Need help performance issues transformers.AutoModelForCausalLM.from_pretrained( 'mosaicml/mpt-7b-instruct'

I’m building a chatbot using the following python code

Required imports

import os
import streamlit as st
import torch
import transformers
from torch import cuda, bfloat16
from transformers import StoppingCriteria, StoppingCriteriaList

Checking if CUDA is available

device = f’cuda:{cuda.current_device()}’ if cuda.is_available() else ‘cpu’

Print if CUDA is available or not

if cuda.is_available():
print(“CUDA is available. PyTorch is using GPU.”)
print(“Device ID:”, device)
print(“Device Name:”, torch.cuda.get_device_name(device))
else:
print(“CUDA is not available. PyTorch is using CPU.”)

Model Loading

model = transformers.AutoModelForCausalLM.from_pretrained(
‘mosaicml/mpt-7b-instruct’, # replace with path to your model directory
trust_remote_code=True,
torch_dtype=bfloat16,
max_seq_len=2048
)

Move the model to GPU device

model.to(device)

Tokenizer

tokenizer = transformers.AutoTokenizer.from_pretrained(“EleutherAI/gpt-neox-20b”)

Stopping Criteria

stop_token_ids = tokenizer.convert_tokens_to_ids([“”])

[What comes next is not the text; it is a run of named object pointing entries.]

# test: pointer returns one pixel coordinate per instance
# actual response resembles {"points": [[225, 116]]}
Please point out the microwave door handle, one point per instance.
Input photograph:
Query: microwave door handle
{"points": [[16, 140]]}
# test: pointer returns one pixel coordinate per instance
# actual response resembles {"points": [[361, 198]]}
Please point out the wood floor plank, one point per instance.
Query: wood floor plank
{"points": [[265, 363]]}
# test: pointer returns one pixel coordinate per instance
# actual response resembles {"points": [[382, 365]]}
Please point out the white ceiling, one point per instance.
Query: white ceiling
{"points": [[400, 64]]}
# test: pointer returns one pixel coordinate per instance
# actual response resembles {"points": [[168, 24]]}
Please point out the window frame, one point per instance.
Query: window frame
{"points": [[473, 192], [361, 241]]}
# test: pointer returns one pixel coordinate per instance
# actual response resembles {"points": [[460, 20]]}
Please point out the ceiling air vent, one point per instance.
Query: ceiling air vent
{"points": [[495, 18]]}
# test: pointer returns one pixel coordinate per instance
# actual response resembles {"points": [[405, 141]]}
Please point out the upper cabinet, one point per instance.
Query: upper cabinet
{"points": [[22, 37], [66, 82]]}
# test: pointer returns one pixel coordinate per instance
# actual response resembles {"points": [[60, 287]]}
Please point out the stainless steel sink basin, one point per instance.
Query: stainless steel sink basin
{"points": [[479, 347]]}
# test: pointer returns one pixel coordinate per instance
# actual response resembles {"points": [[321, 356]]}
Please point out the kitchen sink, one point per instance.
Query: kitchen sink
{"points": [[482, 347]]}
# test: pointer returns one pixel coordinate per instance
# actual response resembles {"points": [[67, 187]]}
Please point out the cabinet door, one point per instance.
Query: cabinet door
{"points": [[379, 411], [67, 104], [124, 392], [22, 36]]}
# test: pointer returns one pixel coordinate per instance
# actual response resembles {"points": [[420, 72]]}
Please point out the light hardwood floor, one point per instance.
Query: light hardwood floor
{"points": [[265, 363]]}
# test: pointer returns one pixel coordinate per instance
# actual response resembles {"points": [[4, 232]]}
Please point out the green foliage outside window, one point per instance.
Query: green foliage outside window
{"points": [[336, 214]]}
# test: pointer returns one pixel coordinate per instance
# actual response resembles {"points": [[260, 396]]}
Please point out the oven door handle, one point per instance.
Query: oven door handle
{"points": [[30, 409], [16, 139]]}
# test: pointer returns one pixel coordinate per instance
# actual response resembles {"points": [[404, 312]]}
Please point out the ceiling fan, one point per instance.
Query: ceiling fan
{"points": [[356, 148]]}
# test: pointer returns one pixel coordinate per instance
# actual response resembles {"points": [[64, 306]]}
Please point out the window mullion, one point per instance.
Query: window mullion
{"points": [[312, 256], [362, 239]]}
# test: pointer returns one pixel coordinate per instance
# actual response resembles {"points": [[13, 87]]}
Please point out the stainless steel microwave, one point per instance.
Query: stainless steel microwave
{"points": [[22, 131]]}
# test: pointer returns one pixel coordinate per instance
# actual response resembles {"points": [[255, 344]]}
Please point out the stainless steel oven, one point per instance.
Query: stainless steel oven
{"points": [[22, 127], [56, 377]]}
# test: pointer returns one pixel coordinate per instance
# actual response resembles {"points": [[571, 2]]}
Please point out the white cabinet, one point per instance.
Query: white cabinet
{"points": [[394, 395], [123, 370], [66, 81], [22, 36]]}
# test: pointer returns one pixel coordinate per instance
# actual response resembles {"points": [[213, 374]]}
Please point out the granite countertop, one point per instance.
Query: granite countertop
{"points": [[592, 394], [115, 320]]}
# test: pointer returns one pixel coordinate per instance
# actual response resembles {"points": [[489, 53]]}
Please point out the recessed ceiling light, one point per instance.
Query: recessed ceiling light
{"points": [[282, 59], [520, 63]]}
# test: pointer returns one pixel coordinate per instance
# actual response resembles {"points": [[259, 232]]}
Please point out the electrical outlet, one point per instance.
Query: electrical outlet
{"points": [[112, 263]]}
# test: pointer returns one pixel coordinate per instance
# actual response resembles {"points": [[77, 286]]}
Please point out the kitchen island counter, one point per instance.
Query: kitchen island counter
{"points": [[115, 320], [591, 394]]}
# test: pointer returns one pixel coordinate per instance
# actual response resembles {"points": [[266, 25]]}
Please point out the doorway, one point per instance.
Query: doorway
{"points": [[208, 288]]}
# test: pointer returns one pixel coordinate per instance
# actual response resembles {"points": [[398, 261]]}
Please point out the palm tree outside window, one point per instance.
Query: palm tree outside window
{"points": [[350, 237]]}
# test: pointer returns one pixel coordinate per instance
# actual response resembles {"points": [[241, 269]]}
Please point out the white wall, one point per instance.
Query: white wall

class StopOnTokens(StoppingCriteria):
def call(self, input_ids: torch.LongTensor, scores: torch.FloatTensor, **kwargs) → bool:
for stop_id in stop_token_ids:
if input_ids[0][-1] == stop_id:
return True
return False

stopping_criteria = StoppingCriteriaList([StopOnTokens()])

HF Pipeline

generate_text = transformers.pipeline(
model=model, tokenizer=tokenizer,
return_full_text=True,
task=‘text-generation’,
device=device,
stopping_criteria=stopping_criteria,
temperature=0.1,
top_p=0.15,
top_k=0,
max_new_tokens=64,
repetition_penalty=1.1
)

Streamlit

st.title(‘:robot: Jarvis Assistant’)

Define a conversation history

conversation_history = [
“Question: Jarvis, do a system check.\nAnswer: Sir, all systems are functional.\n”,
“Question: Jarvis, what’s our status?\nAnswer: Sir, all systems are operational and ready for deployment.\n”,
“Question: Jarvis, where are we?\nAnswer: Sir, you are currently in your Malibu residence.\n”,
“Question: Jarvis, activate the security protocols.\nAnswer: Security protocols activated, sir.\n”,
“Question: Jarvis, what’s the weather like today?\nAnswer: Sir, the weather today is sunny with a high of 75.\n”,
“Question: Jarvis, run a diagnostic.\nAnswer: Running diagnostic, sir. All systems are functioning optimally.\n”,
“Question: Jarvis, what’s our ETA?\nAnswer: Sir, we will arrive at our destination in 15 minutes.\n”,
]

Prompt Text Box

prompt = st.text_input(‘Ask me anything’)

if we hit enter do this

if prompt:
# Add the new question to the conversation history
conversation_history.append(f"Question: Jarvis, {prompt}\nAnswer: ")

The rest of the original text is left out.